When asked what contributes to audit quality, 85% of respondents cited the competence of the engagement team and strong communication between the engagement partner and the audit committee as the most important factors. The quality of firm resources and innovations in technology followed closely behind. These responses underscore what many believe to be a fundamental tenet of audit quality—the relationship and communication with the auditor.

 

Enterprise risk management

When asked who was responsible for oversight of enterprise risk management (ERM) within their organizations, 42% of respondents said the audit committee, 33% said the board, and 20% said the risk committee. It’s noteworthy that 24% of survey respondents primarily operate in the financial services industry. The regulatory requirement for certain publicly traded financial services companies to have a separate risk committee may be driving this result.

Of those respondents indicating that their audit committee was responsible for overseeing ERM, 32% expect to spend more time on ERM oversight compared to last year, possibly as a means of managing the growing number of emerging risks. The list of external factors impacting organizations’ risk profiles continues to expand and includes risks related to the geopolitical arena; the regulatory environment; supply chain; climate change; and diversity, equity, and inclusion; among others.
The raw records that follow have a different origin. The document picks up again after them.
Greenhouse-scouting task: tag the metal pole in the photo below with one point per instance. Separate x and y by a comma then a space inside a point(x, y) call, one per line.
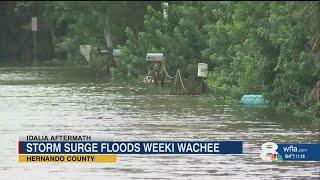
point(34, 48)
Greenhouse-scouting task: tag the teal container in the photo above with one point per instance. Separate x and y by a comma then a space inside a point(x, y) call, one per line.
point(253, 99)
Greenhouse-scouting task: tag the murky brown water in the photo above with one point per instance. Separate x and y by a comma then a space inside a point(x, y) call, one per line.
point(39, 101)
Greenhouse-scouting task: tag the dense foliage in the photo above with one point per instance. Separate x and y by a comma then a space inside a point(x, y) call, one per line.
point(269, 48)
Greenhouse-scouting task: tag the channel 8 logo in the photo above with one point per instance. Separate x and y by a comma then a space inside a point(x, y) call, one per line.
point(269, 152)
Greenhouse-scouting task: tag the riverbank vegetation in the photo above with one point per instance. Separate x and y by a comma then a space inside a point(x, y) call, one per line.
point(269, 48)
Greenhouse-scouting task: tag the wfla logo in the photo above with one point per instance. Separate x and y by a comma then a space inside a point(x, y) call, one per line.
point(269, 152)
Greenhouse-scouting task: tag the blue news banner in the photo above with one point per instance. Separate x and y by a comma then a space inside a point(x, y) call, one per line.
point(299, 152)
point(130, 147)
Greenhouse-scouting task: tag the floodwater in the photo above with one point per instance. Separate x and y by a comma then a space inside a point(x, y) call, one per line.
point(52, 101)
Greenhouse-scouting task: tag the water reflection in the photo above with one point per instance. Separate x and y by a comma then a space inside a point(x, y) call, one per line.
point(42, 101)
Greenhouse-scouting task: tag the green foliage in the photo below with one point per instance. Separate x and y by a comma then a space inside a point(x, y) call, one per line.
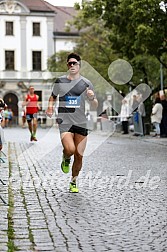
point(134, 30)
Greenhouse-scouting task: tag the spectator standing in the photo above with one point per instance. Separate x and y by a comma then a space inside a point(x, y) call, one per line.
point(125, 113)
point(10, 117)
point(163, 124)
point(156, 116)
point(32, 107)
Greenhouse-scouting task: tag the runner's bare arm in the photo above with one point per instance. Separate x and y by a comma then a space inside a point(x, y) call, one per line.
point(92, 99)
point(50, 108)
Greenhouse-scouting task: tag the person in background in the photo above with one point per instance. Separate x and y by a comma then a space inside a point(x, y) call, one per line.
point(32, 108)
point(142, 111)
point(72, 90)
point(6, 116)
point(125, 113)
point(156, 116)
point(10, 117)
point(2, 107)
point(163, 124)
point(23, 116)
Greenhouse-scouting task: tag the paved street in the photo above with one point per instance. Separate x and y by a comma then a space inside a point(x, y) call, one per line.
point(121, 205)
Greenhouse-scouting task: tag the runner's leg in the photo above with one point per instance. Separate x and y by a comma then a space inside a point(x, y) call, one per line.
point(80, 145)
point(67, 139)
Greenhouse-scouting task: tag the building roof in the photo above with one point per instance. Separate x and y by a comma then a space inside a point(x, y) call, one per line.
point(63, 15)
point(37, 5)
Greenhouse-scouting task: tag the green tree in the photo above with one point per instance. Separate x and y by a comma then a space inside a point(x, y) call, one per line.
point(137, 32)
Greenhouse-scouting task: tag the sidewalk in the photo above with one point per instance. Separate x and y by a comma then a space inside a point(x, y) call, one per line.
point(104, 216)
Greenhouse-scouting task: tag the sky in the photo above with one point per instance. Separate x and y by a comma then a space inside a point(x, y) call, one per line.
point(63, 2)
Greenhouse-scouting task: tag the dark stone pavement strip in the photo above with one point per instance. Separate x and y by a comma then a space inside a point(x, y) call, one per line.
point(121, 205)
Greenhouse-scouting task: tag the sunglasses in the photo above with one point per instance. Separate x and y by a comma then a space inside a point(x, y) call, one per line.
point(74, 63)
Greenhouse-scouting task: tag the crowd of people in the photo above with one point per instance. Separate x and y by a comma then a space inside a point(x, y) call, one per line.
point(136, 111)
point(72, 91)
Where are audit committees on ESG?

Separately, the CAQ examined publicly available ESG data for S&P 500 companies and found that 95% of S&P 500 companies had detailed ESG information publicly available.1 This information was primarily outside of an SEC submission in a standalone ESG, sustainability, corporate responsibility, or similar report. Of the remaining 5%, most companies published some high-level policy information on their websites.

Audit committees responded that 66% of their companies issue a sustainability or ESG-related report, and 69% obtain or are actively discussing obtaining third-party assurance on one or more components of ESG or sustainability data. While this speaks to the growing importance of ESG, only 10% of audit committees responded as having oversight responsibility for ESG reporting. In our experience, oversight of the various components of ESG may be distributed across the board and its committees. Given the role audit committees play in overseeing financial reporting and internal controls, there are certain areas that typically fall within their purview:

  1. Focusing on internal and disclosure controls and procedures related to the metrics being publicly disclosed in a sustainability report or otherwise (e.g., on the website, in filings, etc.). This includes working closely with other committees to understand how ESG risks are identified and prioritized and how materiality is defined. Understanding how ESG-related disclosures compare between sustainability (or similar) reports and filings; management should be prepared to explain any differences.
  2. Understanding the connection between the ESG strategy and related goals and metrics—and how management considers any impacts it may have on the financial statements. Understanding and coordinating ESG and risk oversight connections between primary committee owners.
  3. Monitoring assurance-related activities—both understanding why or why not the organization is obtaining assurance, and by overseeing the third-party providing that assurance, if applicable.

Learn more about trends in board governance of ESG. Download Deloitte’s January 2022 On the audit committee’s agenda titled, Navigating the ESG journey in 2022 and beyond and the NACD 2022 Governance Outlook titled, The Role of the Board in Overseeing ESG.

Endnote
1 The data reflects the S&P 500 index as of March 12, 2021 and the company’s most recent available ESG information as of June 18, 2021.